Tens of thousands of students and supporters across Colombia caused road blocks and commotion Thursday in protest against reforms to their higher education system, despite the fact that President Juan Manuel Santos said he would withdraw the reform proposal if strikes stop.
Carrying banners, flags, and toting painted faces the students chanted “we don’t educate human capital, we educate human beings” and it’s “not a law change, but a change of the country.”
Enforced by 2,500 security forces, including police officers and Army troops, the student protest was kept peaceful throughout the day.
“In Bogota alone we have mobilized more than 200,000 people” claimed the representative of the Organization of Colombian Students (OCE), Sergio Fernandez, in Plaza Bolivar. Radio station Caracol estimated that some 20,000 students from the capital’s largest National University were taking part in the marches.
Similar manifestations took place in Colombia’s other main cities, including Medellin, Cali, and Villavicencio. More than 500 thousand students at 32 Colombian public universities have been on strike for a month because of their opposition to the reform.
“The marches have been enormous, and have taken place without altercations,” assured the OCE representative, next to the Federation of University Students (FEU).
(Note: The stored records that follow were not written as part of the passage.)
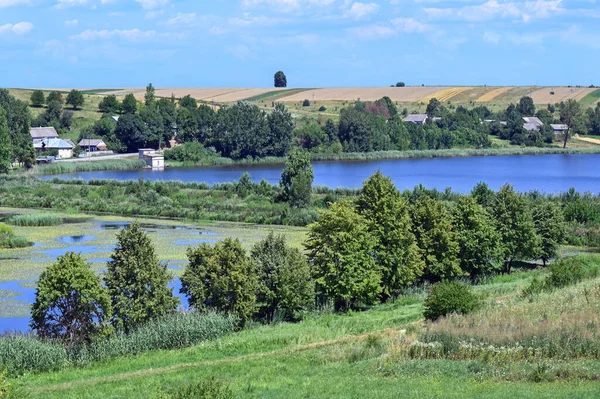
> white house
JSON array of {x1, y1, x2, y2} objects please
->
[
  {"x1": 79, "y1": 139, "x2": 108, "y2": 152},
  {"x1": 33, "y1": 138, "x2": 74, "y2": 159}
]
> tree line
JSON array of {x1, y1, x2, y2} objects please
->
[{"x1": 0, "y1": 89, "x2": 36, "y2": 172}]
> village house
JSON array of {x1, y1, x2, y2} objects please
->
[
  {"x1": 78, "y1": 139, "x2": 108, "y2": 152},
  {"x1": 404, "y1": 114, "x2": 428, "y2": 125},
  {"x1": 522, "y1": 117, "x2": 544, "y2": 132},
  {"x1": 551, "y1": 124, "x2": 569, "y2": 135},
  {"x1": 30, "y1": 126, "x2": 58, "y2": 141},
  {"x1": 33, "y1": 138, "x2": 74, "y2": 159}
]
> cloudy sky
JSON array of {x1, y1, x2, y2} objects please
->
[{"x1": 0, "y1": 0, "x2": 598, "y2": 88}]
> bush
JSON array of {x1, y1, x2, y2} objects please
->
[
  {"x1": 164, "y1": 142, "x2": 220, "y2": 164},
  {"x1": 0, "y1": 223, "x2": 29, "y2": 249},
  {"x1": 318, "y1": 106, "x2": 327, "y2": 112},
  {"x1": 302, "y1": 99, "x2": 310, "y2": 107},
  {"x1": 156, "y1": 378, "x2": 234, "y2": 399},
  {"x1": 423, "y1": 281, "x2": 478, "y2": 321},
  {"x1": 547, "y1": 256, "x2": 600, "y2": 289}
]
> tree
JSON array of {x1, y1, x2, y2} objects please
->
[
  {"x1": 490, "y1": 184, "x2": 539, "y2": 273},
  {"x1": 375, "y1": 96, "x2": 398, "y2": 118},
  {"x1": 305, "y1": 201, "x2": 380, "y2": 311},
  {"x1": 266, "y1": 103, "x2": 294, "y2": 156},
  {"x1": 212, "y1": 102, "x2": 270, "y2": 159},
  {"x1": 533, "y1": 201, "x2": 565, "y2": 266},
  {"x1": 105, "y1": 222, "x2": 177, "y2": 332},
  {"x1": 60, "y1": 110, "x2": 74, "y2": 129},
  {"x1": 176, "y1": 107, "x2": 199, "y2": 142},
  {"x1": 274, "y1": 71, "x2": 287, "y2": 88},
  {"x1": 140, "y1": 103, "x2": 165, "y2": 148},
  {"x1": 98, "y1": 95, "x2": 121, "y2": 114},
  {"x1": 411, "y1": 196, "x2": 462, "y2": 281},
  {"x1": 471, "y1": 182, "x2": 495, "y2": 208},
  {"x1": 30, "y1": 252, "x2": 111, "y2": 350},
  {"x1": 0, "y1": 89, "x2": 35, "y2": 168},
  {"x1": 0, "y1": 109, "x2": 11, "y2": 174},
  {"x1": 396, "y1": 82, "x2": 406, "y2": 87},
  {"x1": 181, "y1": 238, "x2": 256, "y2": 325},
  {"x1": 426, "y1": 98, "x2": 444, "y2": 118},
  {"x1": 121, "y1": 93, "x2": 138, "y2": 114},
  {"x1": 144, "y1": 83, "x2": 155, "y2": 106},
  {"x1": 559, "y1": 99, "x2": 582, "y2": 148},
  {"x1": 452, "y1": 197, "x2": 502, "y2": 278},
  {"x1": 114, "y1": 113, "x2": 149, "y2": 152},
  {"x1": 44, "y1": 100, "x2": 63, "y2": 123},
  {"x1": 517, "y1": 96, "x2": 536, "y2": 116},
  {"x1": 280, "y1": 147, "x2": 313, "y2": 207},
  {"x1": 179, "y1": 95, "x2": 197, "y2": 110},
  {"x1": 302, "y1": 99, "x2": 310, "y2": 107},
  {"x1": 30, "y1": 90, "x2": 45, "y2": 108},
  {"x1": 66, "y1": 89, "x2": 84, "y2": 110},
  {"x1": 251, "y1": 233, "x2": 314, "y2": 321},
  {"x1": 587, "y1": 103, "x2": 600, "y2": 136},
  {"x1": 196, "y1": 104, "x2": 215, "y2": 143},
  {"x1": 356, "y1": 171, "x2": 423, "y2": 298},
  {"x1": 46, "y1": 91, "x2": 64, "y2": 104}
]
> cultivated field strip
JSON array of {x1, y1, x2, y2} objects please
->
[
  {"x1": 277, "y1": 87, "x2": 444, "y2": 102},
  {"x1": 475, "y1": 87, "x2": 514, "y2": 102},
  {"x1": 420, "y1": 87, "x2": 473, "y2": 103},
  {"x1": 529, "y1": 87, "x2": 596, "y2": 104}
]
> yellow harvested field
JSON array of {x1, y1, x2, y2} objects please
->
[
  {"x1": 420, "y1": 87, "x2": 473, "y2": 103},
  {"x1": 277, "y1": 87, "x2": 443, "y2": 102},
  {"x1": 529, "y1": 87, "x2": 596, "y2": 103},
  {"x1": 475, "y1": 87, "x2": 514, "y2": 102},
  {"x1": 101, "y1": 88, "x2": 287, "y2": 102}
]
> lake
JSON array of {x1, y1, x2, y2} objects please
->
[{"x1": 45, "y1": 154, "x2": 600, "y2": 193}]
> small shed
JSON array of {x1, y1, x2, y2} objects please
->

The president told the protesters “you organized this strike so that they would withdraw the reform, and we have already responded positively to your solicitation. We are going to remove the reform if they stop the strike and go back to classes. There isn’t any threat here.”
The head of state explained that the goal of the reform is to guarantee more resources for public universities, improve the quality of public education, and facilitate the provision of subsidies to students who can’t afford to pay for higher education.
Students announced they would have a national assembly on Saturday to decided the future of the Colombian university strike.
Santos said “as president of Colombia I publicly express my intention, and that of all of the officials of my government, to mobilize financial, technical, and human resources that are within our network to improve the learning process for Colombians, and close inequality gaps.”